Following plenty of gauntlets, here's another update with some strong newcomers that we've been waiting since a long time.
Despite the high hopes, Fritz and Gull were not able to break into the top 5. Stockfish 7 still crushes everything that gets on its way. Fritz and Gull could bite Komodo from time to time but they can't steal enough draws from Stockfish. That makes the gap between the fish and the reptile more visible now. Android needs a new Komodo version...
The highlights of this release:
* ADDED Fritz 14
* UPDATED Gull 1.2 to 3
* UPDATED Ivanhoe 9.46h to 9.47c beta
* DELETED Cylcone due to similarity with Grapefuit & Toga
* DELETED The Mad Prune due to similarity with Grapefuit & Toga
After 4 extra days of delay, i was able to finish another complete round and to increase the number of games by 18, so that this release is not only an introduction of updates but also some more games by all engines. Narrower error margins matter, though, it's still more than 30 ELOs.
The nasty rule is: Less error requires more games >> More games require more full rounds >> More full rounds require less gauntlets, less updates.
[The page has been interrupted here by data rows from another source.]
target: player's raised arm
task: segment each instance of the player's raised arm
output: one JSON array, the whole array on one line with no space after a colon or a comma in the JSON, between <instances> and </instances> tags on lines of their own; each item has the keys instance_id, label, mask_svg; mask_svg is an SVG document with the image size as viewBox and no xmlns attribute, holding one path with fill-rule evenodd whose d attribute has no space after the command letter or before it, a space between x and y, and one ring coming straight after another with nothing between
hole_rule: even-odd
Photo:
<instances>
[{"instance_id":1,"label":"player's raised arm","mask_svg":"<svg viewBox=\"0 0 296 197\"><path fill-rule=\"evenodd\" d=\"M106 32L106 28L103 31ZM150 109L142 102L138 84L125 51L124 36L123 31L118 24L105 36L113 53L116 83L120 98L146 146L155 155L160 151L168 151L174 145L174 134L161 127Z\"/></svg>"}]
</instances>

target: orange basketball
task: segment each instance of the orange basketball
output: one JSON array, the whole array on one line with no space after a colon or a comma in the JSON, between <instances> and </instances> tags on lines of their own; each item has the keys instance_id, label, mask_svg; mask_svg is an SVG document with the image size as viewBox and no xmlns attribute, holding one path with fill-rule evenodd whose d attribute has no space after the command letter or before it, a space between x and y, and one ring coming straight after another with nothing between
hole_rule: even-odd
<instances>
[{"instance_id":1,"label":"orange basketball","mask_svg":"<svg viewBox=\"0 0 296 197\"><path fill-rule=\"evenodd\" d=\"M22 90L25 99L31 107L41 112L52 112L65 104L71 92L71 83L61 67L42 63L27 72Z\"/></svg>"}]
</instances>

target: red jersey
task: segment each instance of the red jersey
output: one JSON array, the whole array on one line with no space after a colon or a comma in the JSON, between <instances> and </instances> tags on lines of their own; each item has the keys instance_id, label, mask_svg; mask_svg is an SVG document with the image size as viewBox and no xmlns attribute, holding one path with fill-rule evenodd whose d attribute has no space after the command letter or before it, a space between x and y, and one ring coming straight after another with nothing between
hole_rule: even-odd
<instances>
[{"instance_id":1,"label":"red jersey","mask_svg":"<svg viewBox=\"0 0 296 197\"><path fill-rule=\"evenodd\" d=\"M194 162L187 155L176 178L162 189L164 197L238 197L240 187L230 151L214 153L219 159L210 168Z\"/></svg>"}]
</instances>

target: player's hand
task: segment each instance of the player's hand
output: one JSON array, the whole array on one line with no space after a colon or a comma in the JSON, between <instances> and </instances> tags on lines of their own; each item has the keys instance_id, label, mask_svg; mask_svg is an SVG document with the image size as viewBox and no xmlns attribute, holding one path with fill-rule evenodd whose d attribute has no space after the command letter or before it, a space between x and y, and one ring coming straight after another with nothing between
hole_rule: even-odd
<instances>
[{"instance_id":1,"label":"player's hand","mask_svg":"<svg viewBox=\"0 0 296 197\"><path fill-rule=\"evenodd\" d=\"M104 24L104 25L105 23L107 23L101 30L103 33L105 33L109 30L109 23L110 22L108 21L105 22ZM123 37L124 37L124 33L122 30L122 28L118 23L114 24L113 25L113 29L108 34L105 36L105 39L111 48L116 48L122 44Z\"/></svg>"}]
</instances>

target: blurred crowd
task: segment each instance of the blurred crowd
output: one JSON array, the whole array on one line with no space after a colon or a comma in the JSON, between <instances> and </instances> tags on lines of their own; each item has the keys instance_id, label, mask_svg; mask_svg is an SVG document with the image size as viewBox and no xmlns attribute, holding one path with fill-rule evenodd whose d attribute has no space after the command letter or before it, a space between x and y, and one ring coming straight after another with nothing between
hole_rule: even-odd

Unfortunately, the latter happens very rarely.
One thing which gets clear is the relationship between the average ELO difference between players and the accuracy of the ranking.
Shortly said, the main targets of a perfect rating list are:
* Unlimited & equal number of games played by each engine
* 100% draw rate
* Average ELO difference between opponents of each game = 0
* For each engine, a perfect bell curve distribution of the number of games vs all opponents within the neighborhood of +/- 100 ELO
Sure, no list can reach above targets at once. One can get close to the last one with extreme care but the first three are utopic and impossible.
No matter what, in order to improve the quality of Rapidroid, i've recently decided to continue with less promotions between divisions. It used to move 3 engines up and 3 engines down out of 10 engines after each round.
As it often leads to pairings beyond 200 ELO gap, 2 up and 2 down should be better.
As it often leads to pairings beyond 200 ELO gap, 2 up and 2 down should be better.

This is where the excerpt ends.